Now, it’s hard to describe how darn excited I was to be going to the Blue Basin. Take your average 2-year old child, feed it a few pounds of sweets, add-in a puppy and you’ve just about got the visual of what I looked like driving through the gorge to our hike. Poor hubby was forced to suffer my excess of inane espresso-fueled chatter the entire way:
Did you know the hills are blue…I mean really blue…actually blue-green…I mean far out blue..29 million years old blue…did you??!!
Thankfully the rather stunning scenery distracted his attention -> lovely curves of the John Day river, an unexpected gorge right before you enter the monument and then arriving finally at our hike. There are two main hikes around the 29-million year old blue-green claystone formation that gives this area it’s name. The ~3 mile Blue Basin Overlook (or rim) trail and the ~1 mile Island In Time trail into the center of the beast, all of which are dog friendly**. Our goal was to do both (which I highly recommend) so we gathered our backpacks and started the climb up the hill.
Me oh my how can I describe the visual impact? The first time you see this strange blue formation is really something else. Formed by spewing layers of volcanic ash-turned-stone it’s like a 600-foot layer-upon-layer mountain of whipped cream topping in brilliant blue-green…and it’s so intense it almost seems like a mirage.
“Holy moly” declared Paul “it really is blue”

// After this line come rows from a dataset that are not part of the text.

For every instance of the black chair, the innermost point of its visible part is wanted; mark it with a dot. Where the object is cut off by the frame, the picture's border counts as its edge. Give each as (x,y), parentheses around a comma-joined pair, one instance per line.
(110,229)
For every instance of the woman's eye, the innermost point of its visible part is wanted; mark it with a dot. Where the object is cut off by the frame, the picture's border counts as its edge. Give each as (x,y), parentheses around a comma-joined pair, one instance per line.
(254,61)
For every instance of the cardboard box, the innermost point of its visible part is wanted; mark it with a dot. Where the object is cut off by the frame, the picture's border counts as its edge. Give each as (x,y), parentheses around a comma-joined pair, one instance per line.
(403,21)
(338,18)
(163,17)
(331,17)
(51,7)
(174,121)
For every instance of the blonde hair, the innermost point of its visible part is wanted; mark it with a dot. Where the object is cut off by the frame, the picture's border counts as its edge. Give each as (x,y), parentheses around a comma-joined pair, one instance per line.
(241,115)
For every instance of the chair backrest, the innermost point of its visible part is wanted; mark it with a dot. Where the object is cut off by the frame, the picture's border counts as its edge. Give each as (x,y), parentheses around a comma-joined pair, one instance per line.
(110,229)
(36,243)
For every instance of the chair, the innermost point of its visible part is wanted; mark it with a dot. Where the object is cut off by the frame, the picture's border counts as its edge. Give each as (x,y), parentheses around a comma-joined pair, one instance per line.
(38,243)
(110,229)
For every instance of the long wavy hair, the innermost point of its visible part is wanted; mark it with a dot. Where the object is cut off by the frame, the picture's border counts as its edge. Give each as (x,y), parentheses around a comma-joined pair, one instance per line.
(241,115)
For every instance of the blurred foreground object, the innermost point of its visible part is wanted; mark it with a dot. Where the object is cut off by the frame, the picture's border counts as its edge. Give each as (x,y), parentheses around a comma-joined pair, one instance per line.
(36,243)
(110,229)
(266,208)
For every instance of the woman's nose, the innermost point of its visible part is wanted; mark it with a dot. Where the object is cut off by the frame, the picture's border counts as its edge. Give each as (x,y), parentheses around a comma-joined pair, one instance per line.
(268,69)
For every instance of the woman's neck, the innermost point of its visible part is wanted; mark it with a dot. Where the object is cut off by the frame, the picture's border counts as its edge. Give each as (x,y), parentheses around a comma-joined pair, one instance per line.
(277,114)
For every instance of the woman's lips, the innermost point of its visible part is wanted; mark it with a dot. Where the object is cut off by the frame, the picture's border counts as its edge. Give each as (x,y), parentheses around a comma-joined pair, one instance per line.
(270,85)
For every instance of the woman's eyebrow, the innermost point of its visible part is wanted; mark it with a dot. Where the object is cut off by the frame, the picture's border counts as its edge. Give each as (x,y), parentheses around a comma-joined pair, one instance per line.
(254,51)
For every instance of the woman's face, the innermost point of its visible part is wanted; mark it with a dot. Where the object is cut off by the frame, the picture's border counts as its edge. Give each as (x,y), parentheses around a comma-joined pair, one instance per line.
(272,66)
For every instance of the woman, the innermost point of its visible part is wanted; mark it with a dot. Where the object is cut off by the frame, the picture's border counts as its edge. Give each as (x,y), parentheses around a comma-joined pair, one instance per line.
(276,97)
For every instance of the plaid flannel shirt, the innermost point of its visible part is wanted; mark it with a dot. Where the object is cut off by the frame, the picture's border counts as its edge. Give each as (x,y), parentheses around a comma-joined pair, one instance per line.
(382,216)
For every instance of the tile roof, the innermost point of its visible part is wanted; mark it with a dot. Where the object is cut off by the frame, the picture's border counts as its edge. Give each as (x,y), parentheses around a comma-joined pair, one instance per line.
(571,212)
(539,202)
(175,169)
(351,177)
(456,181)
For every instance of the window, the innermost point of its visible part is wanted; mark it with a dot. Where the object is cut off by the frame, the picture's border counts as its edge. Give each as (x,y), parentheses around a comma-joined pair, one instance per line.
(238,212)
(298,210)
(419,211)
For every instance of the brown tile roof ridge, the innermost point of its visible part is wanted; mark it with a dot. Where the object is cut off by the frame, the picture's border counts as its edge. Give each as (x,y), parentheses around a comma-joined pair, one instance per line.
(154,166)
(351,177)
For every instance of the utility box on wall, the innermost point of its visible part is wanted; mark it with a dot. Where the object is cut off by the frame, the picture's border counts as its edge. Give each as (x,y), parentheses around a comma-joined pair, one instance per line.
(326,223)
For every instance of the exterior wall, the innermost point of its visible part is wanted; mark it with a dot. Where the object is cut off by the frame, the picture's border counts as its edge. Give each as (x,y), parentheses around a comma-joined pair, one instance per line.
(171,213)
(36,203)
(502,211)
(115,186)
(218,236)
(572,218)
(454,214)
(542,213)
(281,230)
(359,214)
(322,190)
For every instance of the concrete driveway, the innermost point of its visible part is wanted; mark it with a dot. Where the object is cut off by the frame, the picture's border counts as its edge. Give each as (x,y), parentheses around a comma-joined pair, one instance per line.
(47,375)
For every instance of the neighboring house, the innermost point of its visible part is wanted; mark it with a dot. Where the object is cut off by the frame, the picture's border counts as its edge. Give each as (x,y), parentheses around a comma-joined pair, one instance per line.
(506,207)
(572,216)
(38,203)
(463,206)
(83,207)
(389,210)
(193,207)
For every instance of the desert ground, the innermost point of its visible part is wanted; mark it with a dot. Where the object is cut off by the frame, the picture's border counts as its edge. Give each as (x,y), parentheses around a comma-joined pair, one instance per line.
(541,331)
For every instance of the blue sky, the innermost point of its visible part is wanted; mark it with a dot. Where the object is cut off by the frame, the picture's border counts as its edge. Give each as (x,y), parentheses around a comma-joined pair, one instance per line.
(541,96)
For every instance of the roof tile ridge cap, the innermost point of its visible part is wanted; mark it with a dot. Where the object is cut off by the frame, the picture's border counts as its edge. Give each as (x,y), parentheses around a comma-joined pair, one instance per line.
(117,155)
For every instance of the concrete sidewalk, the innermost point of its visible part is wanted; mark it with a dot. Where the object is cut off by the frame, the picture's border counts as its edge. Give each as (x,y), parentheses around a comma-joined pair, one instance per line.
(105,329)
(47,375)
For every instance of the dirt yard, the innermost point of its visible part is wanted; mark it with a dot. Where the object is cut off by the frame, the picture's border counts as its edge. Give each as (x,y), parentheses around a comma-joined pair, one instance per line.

A steep climb along a lovely trail leads to a panoramic view right into the center of the basin and I tell you, it takes your breath away. As you walk around the rim you keep getting shifting views of the blue-green in hues that move with the sun***, and when you finally hit the Island in Time trail and walk into the center it’s like you’ve wandered into a different world. Oh, did I mention the cool fossils on the latter trail?
We followed our hike with a drive to Cathedral Rock and a stop at the most excellent Visitor Center. In the latter you’ll read about the entire history of the region, as well as get the chance to touch specimens of ancient history and drool over actual paleontologists working on fossils in the windowed lab (yes, it is drool-worthy stuff). It’s one of the best visitor centers I’ve been to in a long time and I definitely recommend it.
Filled with visions of blue we made our way home to dedicate yet another rum & coke, this time in thanks to the RV Travel Gods (we make sure to cover our bases in the beast). My first dream fulfilled I started to ponder the next portion of my visual escapade a few days away. You see despite my abundant excitement at this spot, blue-eyed Sinatra said it most fittingly when he crooned “the best is yet to come“. Prepare yourself for the artistic madness of the Painted Hills….
* CAMPING -> Clyde Holliday State Park is ~40 mins East of Sheep Rock Unit and a very pleasant spot to stay. If you want to be closer and have full hookups The Fish House Inn & RV Park is in Dayville and only a skip and a jump from the Sheep Rock Unit.
** DOGS IN THE PARK -> Dogs are permitted on leash throughout the entire monument & on all the Basin Trails. The 3-mile Overlook trail is great, but the 1-mile Island in Time trail that leads into the center of the basin has 13 sharply grated metal bridges which are not great for paws. If you want to bring doggie on this latter trail I recommend paw covers (or you’ll have to carry them over the bridges). Trail information HERE.
*** PHOTOGRAPHY TIPS -> For the photography buffs amongst you, the best time to get lit pics of the Blue Basin is between 10AM and 2PM. Before/after this time the sun starts to cast shadows in the basin (still great for pics, but just a different mood). Midday the blues are rather washed out while late afternoon the blue-greens are deeper.